I am experiencing an intermittent “unhandled level 2 translation fault” which results in a kernel backtrace within syslog. The log message starts out with:

unhandled level 2 translation fault (11) at 0x00000000, esr 0x92000046

Followed by the usual register dump & stack info. The error occurs within the context of a process which is using CUDA-enabled TensorFlow on the TX2.

My question is:

Is this necessarily a CUDA/mmapi/gpu-driver level bug, or is this type of fault possibly the result of a misbehaving CUDA kernel? I am not familiar enough with low-level CUDA programming and the security model enforced by the CUDA runtime. Is it expected that a bug in CUDA “application” code could cause such a VM translation fault, or is this necessarily a driver fault (or less-likely, hardware itself)?

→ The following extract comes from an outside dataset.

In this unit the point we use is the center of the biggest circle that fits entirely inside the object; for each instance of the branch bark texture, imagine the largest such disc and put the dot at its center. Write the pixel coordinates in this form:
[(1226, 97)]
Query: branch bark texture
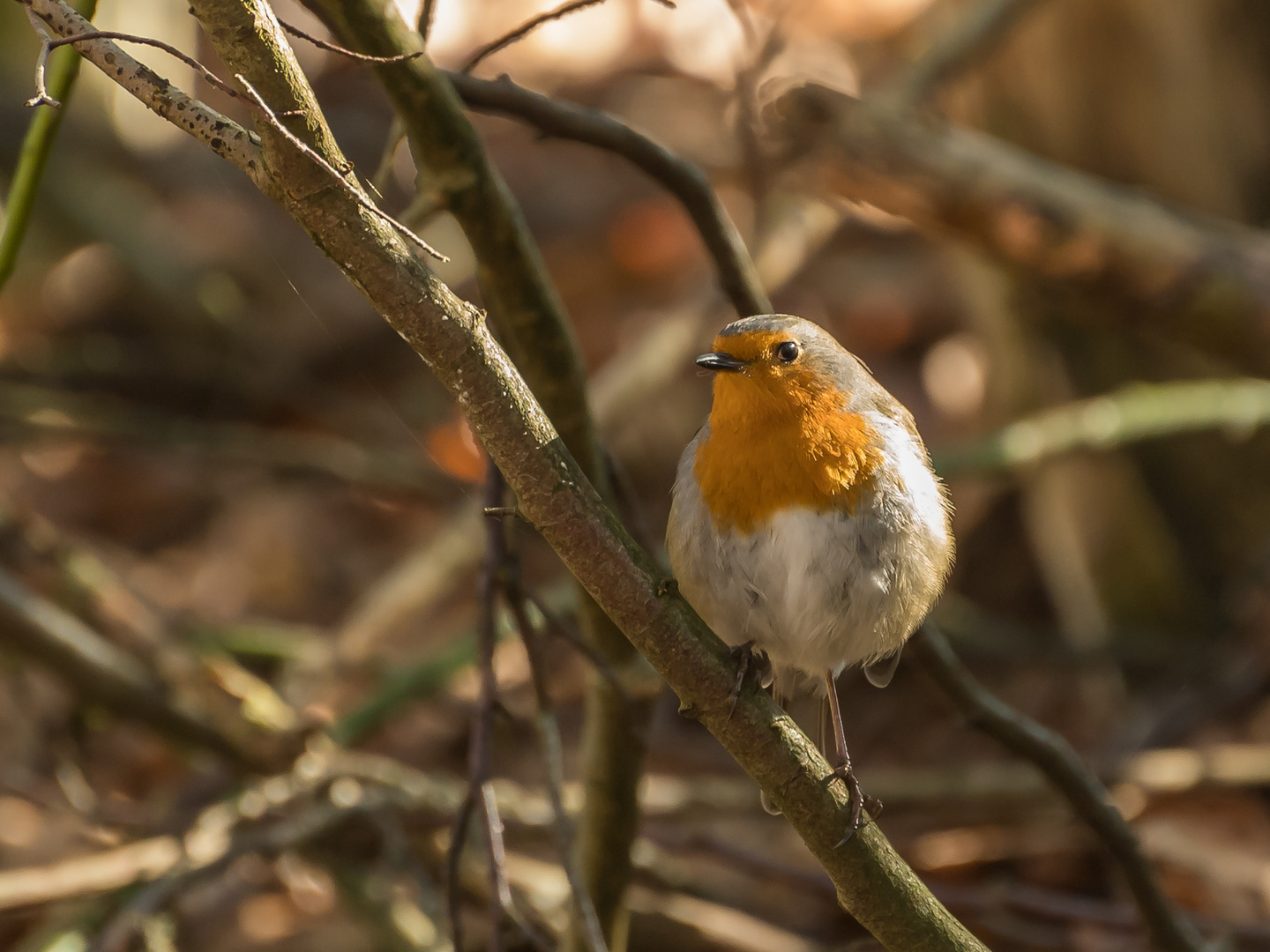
[(873, 882), (534, 326)]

The reason for my question is:

If this could be caused by tensorflow or cuda application code, I will look in to upgrading the version of tensorflow, or dig in to the way it is using nvcc to compile CUDA code. If it cant be the CUDA application at fault, I will look towards updating BSP level driver code and/or kernel settings.

Thanks!

linuxdev · April 17, 2020, 4:55pm

I couldn’t tell you the actual original cause of the problem, but that is just an attempt to dereference a NULL pointer in the kernel. Chances are it has something to do with the VM, but that is just a guess.

jkeller · April 17, 2020, 5:34pm

@linuxdev that’s right. The question is whether even poorly written or malicious CUDA application code should be able to trigger such a translation fault within the kernel, or if this is necessarily a problem with the CUDA/GPU drivers themselves.

linuxdev · April 17, 2020, 5:37pm

That I could not answer.

AastaLLL · April 30, 2020, 7:08am

Hi,

‘unhandled level 2 translation fault’ can be reproduced with a user space app.

There was a similar error occurs from a NULL pointer.
The root cause is the kernel driver and CUDA toolkit doesn’t match.

Do you install all the package from the same JetPack version?
Please also double check if your TensorFlow package is built with the same JetPack as you used.

Thanks.